No doubt what these villains wanted: when they all suddenly ran, our baggage skipped off with them.

I organized a search party and the Camillus slaves soon trundled back with our stuff, which they found abandoned only two streets away. I set a candelabrum on the cool tiled floor of the senator’s hall. I was on my knees, spreading open each pack for a systematic check; Helena crouched alongside, helping me. While I searched we spoke to each other in the low voices of people who had travelled together for weeks. Her mother looked uneasy, though we were too busy to deal with that. Everyone we met on the journey had livened up their own dull days by imagining some scandal; both of us were used to ignoring it. Even so, I sensed Julia Justa now viewed me as an embarrassment. I had to smile to myself: my proud young lady’s elegant mother harried her as much as mine did me.

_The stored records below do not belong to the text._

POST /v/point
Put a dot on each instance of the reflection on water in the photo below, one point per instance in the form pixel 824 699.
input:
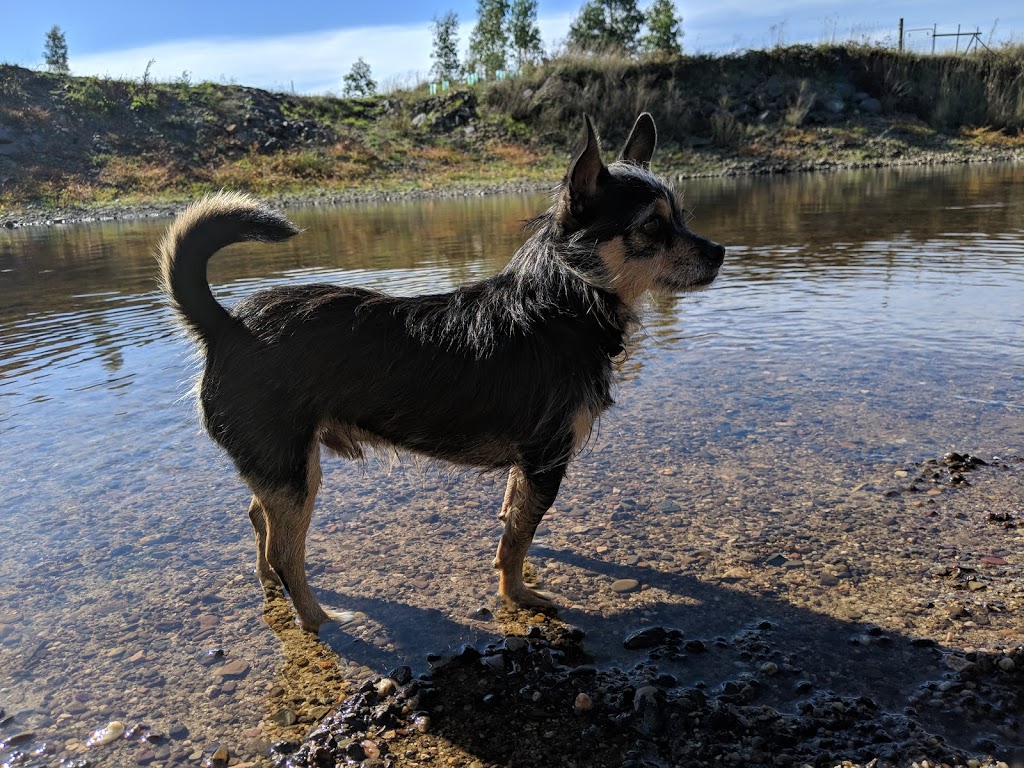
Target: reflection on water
pixel 860 317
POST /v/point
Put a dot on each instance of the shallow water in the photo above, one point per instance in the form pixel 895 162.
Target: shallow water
pixel 862 323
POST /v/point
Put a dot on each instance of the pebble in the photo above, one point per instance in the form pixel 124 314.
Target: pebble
pixel 646 638
pixel 623 586
pixel 515 644
pixel 233 669
pixel 107 734
pixel 736 573
pixel 284 718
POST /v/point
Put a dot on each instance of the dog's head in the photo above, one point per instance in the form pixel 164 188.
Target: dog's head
pixel 635 220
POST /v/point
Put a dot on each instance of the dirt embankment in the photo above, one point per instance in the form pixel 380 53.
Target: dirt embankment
pixel 81 147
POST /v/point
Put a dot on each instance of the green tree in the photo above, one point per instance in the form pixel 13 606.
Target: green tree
pixel 524 32
pixel 55 51
pixel 663 30
pixel 445 52
pixel 358 81
pixel 489 40
pixel 607 24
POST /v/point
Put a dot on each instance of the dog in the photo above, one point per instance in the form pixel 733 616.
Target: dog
pixel 508 373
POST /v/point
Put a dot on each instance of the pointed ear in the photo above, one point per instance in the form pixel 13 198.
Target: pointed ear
pixel 640 145
pixel 587 171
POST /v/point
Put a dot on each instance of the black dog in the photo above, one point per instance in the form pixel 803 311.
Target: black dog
pixel 508 372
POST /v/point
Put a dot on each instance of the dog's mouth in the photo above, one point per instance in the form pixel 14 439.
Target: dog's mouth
pixel 672 285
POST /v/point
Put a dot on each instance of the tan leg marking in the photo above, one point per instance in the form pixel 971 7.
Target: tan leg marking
pixel 521 513
pixel 287 522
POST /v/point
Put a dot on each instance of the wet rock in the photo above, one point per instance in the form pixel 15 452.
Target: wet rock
pixel 284 718
pixel 401 675
pixel 646 638
pixel 107 734
pixel 624 586
pixel 233 670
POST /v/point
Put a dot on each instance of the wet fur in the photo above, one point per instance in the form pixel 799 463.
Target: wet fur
pixel 509 372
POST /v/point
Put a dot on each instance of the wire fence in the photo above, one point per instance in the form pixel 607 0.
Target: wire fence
pixel 932 40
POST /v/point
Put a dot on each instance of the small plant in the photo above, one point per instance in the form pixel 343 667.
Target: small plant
pixel 801 107
pixel 358 82
pixel 725 129
pixel 142 94
pixel 55 51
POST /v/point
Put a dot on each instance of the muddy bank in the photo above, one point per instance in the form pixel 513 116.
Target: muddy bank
pixel 782 686
pixel 877 143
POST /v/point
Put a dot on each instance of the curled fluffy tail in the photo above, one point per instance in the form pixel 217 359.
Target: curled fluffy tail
pixel 201 230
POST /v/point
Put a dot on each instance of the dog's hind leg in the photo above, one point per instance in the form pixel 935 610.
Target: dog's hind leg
pixel 527 497
pixel 287 515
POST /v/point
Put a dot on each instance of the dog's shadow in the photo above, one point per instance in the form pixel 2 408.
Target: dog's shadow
pixel 731 634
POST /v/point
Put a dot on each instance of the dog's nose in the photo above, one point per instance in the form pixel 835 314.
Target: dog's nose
pixel 718 253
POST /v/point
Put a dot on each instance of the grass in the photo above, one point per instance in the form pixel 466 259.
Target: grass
pixel 172 139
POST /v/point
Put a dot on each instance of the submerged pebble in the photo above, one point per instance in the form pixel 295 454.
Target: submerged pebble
pixel 111 732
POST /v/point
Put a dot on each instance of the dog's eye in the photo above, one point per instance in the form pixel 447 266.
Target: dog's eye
pixel 652 226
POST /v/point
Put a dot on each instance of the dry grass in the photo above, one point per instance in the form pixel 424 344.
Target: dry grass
pixel 995 138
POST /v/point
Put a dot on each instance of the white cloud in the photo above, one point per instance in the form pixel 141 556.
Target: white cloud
pixel 307 64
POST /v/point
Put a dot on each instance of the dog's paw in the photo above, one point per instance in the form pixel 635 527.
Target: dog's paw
pixel 524 597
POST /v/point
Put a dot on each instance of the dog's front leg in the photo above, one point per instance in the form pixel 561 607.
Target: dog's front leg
pixel 267 576
pixel 527 497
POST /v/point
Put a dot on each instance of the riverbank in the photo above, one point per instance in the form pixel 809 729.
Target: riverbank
pixel 882 144
pixel 81 148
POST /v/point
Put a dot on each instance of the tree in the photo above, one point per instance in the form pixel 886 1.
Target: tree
pixel 445 52
pixel 524 32
pixel 358 81
pixel 489 41
pixel 663 30
pixel 607 24
pixel 55 51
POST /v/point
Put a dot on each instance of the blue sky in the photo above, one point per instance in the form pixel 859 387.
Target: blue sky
pixel 308 46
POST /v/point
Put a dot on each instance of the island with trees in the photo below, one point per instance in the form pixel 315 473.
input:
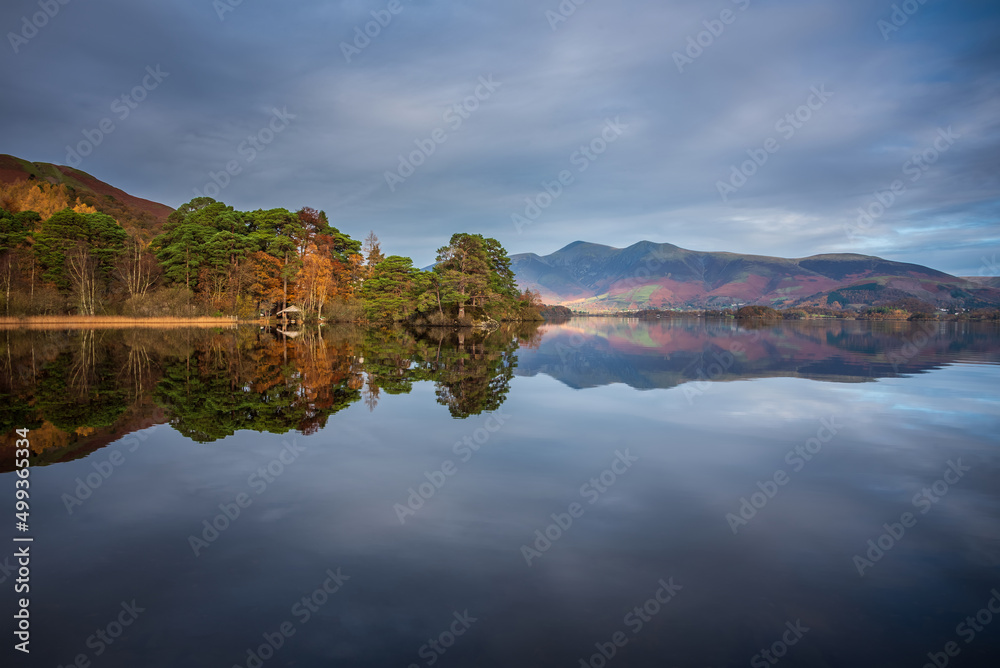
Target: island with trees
pixel 212 260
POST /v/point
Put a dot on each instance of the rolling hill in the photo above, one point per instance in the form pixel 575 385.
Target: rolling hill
pixel 133 213
pixel 593 277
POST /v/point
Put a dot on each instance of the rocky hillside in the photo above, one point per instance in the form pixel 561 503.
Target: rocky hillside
pixel 593 277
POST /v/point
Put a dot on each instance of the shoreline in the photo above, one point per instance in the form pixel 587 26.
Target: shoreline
pixel 114 321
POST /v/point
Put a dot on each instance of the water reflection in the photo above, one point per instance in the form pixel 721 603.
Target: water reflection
pixel 79 390
pixel 374 433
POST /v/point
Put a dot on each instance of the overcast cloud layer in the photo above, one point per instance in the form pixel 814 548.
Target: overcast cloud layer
pixel 686 115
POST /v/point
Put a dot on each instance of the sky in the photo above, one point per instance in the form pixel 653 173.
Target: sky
pixel 784 127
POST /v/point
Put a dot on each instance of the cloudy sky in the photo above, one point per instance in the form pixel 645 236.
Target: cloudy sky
pixel 648 110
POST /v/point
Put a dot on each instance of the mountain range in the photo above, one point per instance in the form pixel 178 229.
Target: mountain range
pixel 592 277
pixel 135 214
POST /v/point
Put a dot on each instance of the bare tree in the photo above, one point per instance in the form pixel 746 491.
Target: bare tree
pixel 82 268
pixel 136 268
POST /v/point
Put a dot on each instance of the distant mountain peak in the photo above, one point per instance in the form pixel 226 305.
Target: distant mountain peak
pixel 646 274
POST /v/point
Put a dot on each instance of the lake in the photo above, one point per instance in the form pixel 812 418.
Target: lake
pixel 595 492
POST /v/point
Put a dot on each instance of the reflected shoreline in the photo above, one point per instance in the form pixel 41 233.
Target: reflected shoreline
pixel 79 390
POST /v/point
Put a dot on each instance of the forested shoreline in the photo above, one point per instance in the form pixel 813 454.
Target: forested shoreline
pixel 60 257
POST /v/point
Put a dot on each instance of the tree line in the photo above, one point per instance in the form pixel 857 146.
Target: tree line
pixel 211 259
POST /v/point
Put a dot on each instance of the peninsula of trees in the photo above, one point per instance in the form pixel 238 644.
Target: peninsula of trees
pixel 60 257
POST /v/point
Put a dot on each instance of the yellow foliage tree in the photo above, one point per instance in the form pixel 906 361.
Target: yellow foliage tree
pixel 39 196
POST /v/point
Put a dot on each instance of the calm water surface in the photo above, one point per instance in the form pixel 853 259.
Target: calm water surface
pixel 669 493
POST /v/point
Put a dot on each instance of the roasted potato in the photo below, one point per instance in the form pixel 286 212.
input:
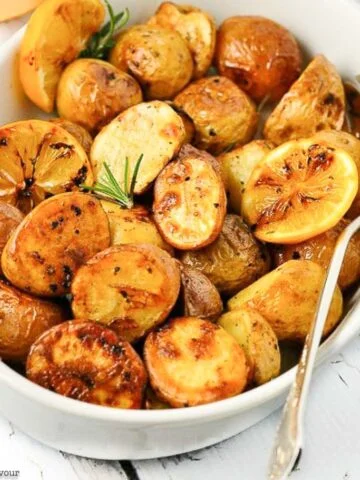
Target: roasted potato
pixel 23 320
pixel 92 92
pixel 199 297
pixel 233 261
pixel 189 200
pixel 50 244
pixel 287 299
pixel 316 101
pixel 192 361
pixel 259 55
pixel 258 340
pixel 196 27
pixel 320 249
pixel 237 166
pixel 130 288
pixel 223 114
pixel 152 129
pixel 157 57
pixel 88 362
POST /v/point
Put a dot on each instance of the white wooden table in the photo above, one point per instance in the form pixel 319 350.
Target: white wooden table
pixel 332 449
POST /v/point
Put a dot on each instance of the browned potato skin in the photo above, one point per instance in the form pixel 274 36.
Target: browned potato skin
pixel 259 55
pixel 320 249
pixel 130 288
pixel 23 320
pixel 92 92
pixel 223 114
pixel 192 362
pixel 88 362
pixel 234 260
pixel 157 57
pixel 53 241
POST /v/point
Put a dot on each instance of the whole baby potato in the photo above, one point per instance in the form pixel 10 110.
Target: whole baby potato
pixel 92 92
pixel 157 57
pixel 259 55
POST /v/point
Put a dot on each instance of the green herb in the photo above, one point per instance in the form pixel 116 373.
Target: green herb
pixel 101 43
pixel 109 187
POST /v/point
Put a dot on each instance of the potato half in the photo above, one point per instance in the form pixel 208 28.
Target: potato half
pixel 287 299
pixel 88 362
pixel 189 200
pixel 192 361
pixel 59 235
pixel 130 288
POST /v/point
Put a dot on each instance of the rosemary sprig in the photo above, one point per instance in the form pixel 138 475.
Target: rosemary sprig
pixel 110 188
pixel 100 44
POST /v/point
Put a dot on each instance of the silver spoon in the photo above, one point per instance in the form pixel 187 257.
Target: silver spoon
pixel 290 439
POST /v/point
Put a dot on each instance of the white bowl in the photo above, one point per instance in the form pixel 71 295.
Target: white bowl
pixel 322 26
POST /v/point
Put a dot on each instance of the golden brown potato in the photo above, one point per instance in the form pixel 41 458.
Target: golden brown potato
pixel 258 340
pixel 233 261
pixel 237 166
pixel 88 362
pixel 92 92
pixel 192 361
pixel 130 288
pixel 23 320
pixel 259 55
pixel 157 57
pixel 287 299
pixel 223 115
pixel 196 27
pixel 189 200
pixel 199 296
pixel 316 101
pixel 320 249
pixel 59 235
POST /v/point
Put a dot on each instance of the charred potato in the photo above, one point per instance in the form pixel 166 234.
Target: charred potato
pixel 192 361
pixel 88 362
pixel 259 55
pixel 92 92
pixel 196 27
pixel 316 101
pixel 189 200
pixel 223 114
pixel 130 288
pixel 59 235
pixel 233 261
pixel 287 298
pixel 23 320
pixel 157 57
pixel 258 340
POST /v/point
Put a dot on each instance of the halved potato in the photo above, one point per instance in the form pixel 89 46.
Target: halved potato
pixel 23 320
pixel 196 27
pixel 152 129
pixel 59 235
pixel 88 362
pixel 57 32
pixel 39 159
pixel 287 299
pixel 316 101
pixel 130 288
pixel 189 200
pixel 192 361
pixel 258 340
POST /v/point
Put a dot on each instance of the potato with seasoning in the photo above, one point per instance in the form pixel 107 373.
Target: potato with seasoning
pixel 192 362
pixel 130 288
pixel 223 114
pixel 88 362
pixel 234 260
pixel 189 200
pixel 53 241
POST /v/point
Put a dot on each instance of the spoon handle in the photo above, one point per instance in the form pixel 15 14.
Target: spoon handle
pixel 289 440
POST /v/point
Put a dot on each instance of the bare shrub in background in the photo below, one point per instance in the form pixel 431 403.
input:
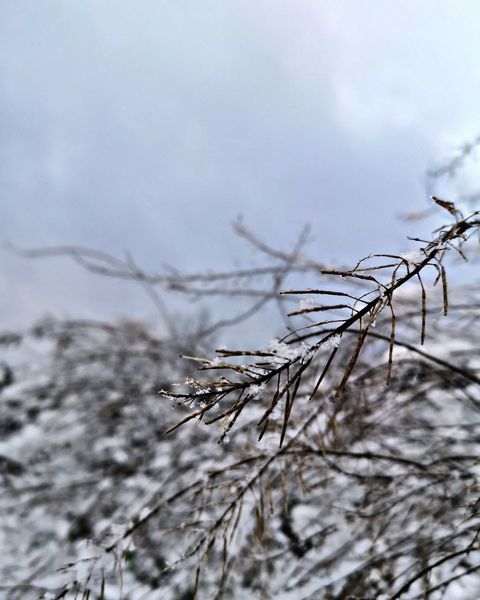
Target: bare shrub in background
pixel 339 461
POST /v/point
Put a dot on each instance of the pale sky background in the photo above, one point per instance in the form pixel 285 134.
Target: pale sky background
pixel 150 125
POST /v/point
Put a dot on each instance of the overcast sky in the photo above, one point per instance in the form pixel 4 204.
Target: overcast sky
pixel 150 125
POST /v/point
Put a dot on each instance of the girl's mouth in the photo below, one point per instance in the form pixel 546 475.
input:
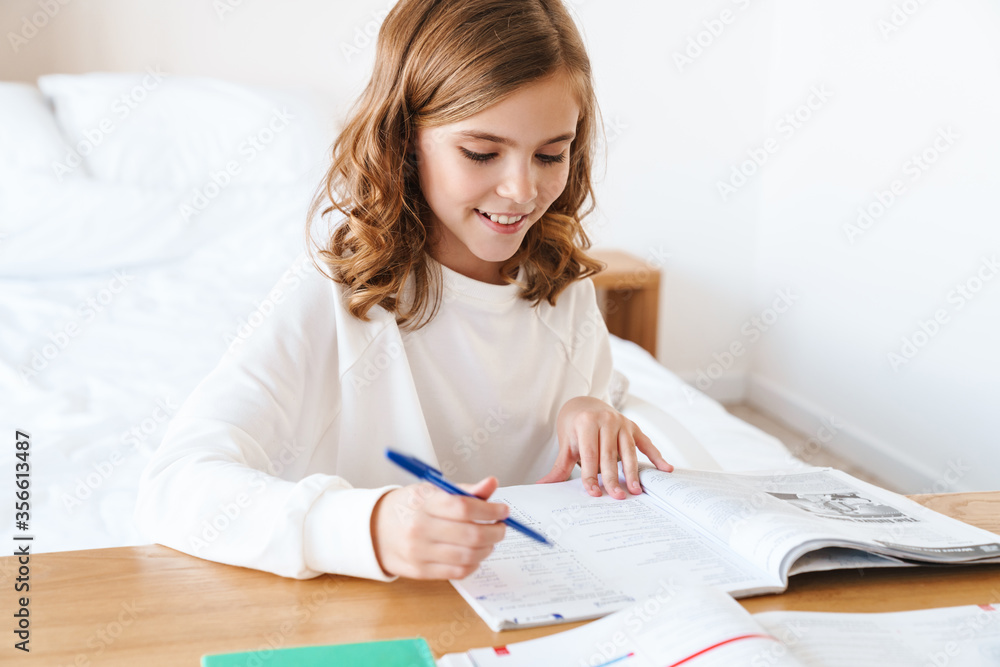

“These are hardly disturbed; there’s very little gone,” I told Helena Justina, consulting her like my partner in the case.

“My uncle’s letter—”

“Not fatal. Pointless in fact—he can write again.”

Something else. Something that had belonged to me.

At the moment when I realized, Helena must have seen my face. I knew from her look my own expression had become positively grey.

“Oh Falco—”

I touched her wrist. “Lass, it doesn’t matter.”

“But it does!”

I simply shook my head.

They had taken the jet bracelet, the one Helena gave to Sosia and Sosia gave to me.